Ci dicono in continuazione, come un mantra, forse anche per autoconvincersi di una “non verità”, di non credere che lì, dentro a quelle sale adibite come si può, dove noi entriamo e usciamo di continuo, siano presenti degli appestati o ancor di più dei positivi al tampone del covid-19, affermando che si tratta solo, dei ‘normali pazienti intubati.’.
Con poche misure di sicurezza e dpi (dispositivi di protezione individuale insufficiente) dobbiamo entrare e uscire da pseudo-sale di terapia intensiva o recovery room per continuare a svolgere il nostro lavoro di tutti i giorni e le notti di operatori sanitari. Dobbiamo svolgere le nostre mansioni e passare da un luogo a un altro di operatività lavorativa, di continuo, col rischio, se il pericolo di infezione esiste, di aumentarlo questo pericolo con il nostro agire. Perché come professionisti di ogni categoria sanitaria, impegnati e a contatto con le malattie, abbiamo, se impiegati oltremodo e inopinatamente in assenza di una organizzazione attenta, molte più probabilità di portarla dappertutto questa pericolosa epidemia.

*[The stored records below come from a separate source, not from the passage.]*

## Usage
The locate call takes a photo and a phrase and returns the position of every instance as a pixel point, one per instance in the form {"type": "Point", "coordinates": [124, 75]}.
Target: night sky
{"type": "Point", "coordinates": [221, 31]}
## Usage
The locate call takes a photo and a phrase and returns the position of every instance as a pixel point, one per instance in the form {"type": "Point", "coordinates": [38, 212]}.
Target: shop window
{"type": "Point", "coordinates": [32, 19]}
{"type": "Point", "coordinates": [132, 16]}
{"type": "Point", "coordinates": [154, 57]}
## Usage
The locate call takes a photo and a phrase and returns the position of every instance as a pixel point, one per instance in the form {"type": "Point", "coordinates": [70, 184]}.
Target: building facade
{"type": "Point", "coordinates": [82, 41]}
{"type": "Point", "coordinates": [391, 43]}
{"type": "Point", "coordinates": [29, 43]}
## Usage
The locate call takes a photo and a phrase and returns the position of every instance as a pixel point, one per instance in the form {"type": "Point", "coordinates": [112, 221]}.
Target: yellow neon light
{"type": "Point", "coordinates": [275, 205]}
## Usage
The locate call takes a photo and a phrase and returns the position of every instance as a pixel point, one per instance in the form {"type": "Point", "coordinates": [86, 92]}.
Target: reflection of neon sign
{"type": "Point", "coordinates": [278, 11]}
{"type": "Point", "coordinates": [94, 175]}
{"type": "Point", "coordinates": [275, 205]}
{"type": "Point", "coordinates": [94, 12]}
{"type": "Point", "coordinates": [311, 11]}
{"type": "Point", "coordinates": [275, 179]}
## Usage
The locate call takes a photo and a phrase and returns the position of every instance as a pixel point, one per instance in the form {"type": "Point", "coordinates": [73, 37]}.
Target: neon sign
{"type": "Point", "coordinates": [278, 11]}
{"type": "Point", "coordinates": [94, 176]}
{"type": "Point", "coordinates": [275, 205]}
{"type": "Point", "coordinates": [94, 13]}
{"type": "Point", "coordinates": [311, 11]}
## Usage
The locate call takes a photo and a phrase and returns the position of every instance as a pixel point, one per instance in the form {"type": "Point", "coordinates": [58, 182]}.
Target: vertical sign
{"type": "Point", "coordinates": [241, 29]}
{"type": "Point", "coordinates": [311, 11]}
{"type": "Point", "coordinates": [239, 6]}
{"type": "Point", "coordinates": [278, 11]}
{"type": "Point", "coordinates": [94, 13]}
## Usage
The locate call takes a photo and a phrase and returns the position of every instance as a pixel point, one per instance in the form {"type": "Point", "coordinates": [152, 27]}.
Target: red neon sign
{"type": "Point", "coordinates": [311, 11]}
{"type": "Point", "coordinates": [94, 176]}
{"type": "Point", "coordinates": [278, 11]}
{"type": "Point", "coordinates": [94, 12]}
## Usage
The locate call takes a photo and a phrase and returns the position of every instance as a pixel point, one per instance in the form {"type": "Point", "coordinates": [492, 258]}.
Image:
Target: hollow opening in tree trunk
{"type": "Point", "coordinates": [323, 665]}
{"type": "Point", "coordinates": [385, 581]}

Molti di noi indossano solo un grembiulino di carta seta addosso, un paio di guanti e una inutile mascherina. Tutto questo dovrebbe essere sufficiente a garantire la sicurezza di non infettare o infettarsi, mentre tutti gli scienziati mondiali urlano a tutti di proteggersi adeguatamente perché il pericolo è reale. E di questo non si può discutere per non fare allarmismo inutile.
Molti di noi svolgono il proprio dovere senza bisogno di ordini, senza remore, con abnegazione e mettendo a repentaglio la propria salute personale per difendere quella della comunità, essendo ben consci e non ignorando la situazione. Altri invece obbediscono meramente o fanno finta di nulla a direttive assurde, forse con la speranza di un tornaconto futuro. Chi negli ospedali o in altre strutture ha ordinato delle disposizioni di servizio è rimasto nell’ombra e chi è stato delegato a passarle scrivendole a chi lavora in prima linea si è firmato in molti casi con delle sigle. Pochi, forse, hanno ben compreso la pericolosità del momento oppure si credono immuni e immortali, o ancora al riparo in uffici o a casa anziché qui in trincea.
Chi si ammala viene esortato di guarire presto e se anche la sua malattia potrebbe essere un caso di contagio, nonostante lavori in sanità, non viene controllato con un tampone, probabilmente per risparmiare. Così avviene che in guarigione o in assenza di sintomi specifici si continui a mettere a rischio colleghi, pazienti e propri famigliari.
Il nostro lavoro è difficile, sempre di più, noi ci auguriamo che almeno il virus sia clemente, consapevole della nostra fragilità.”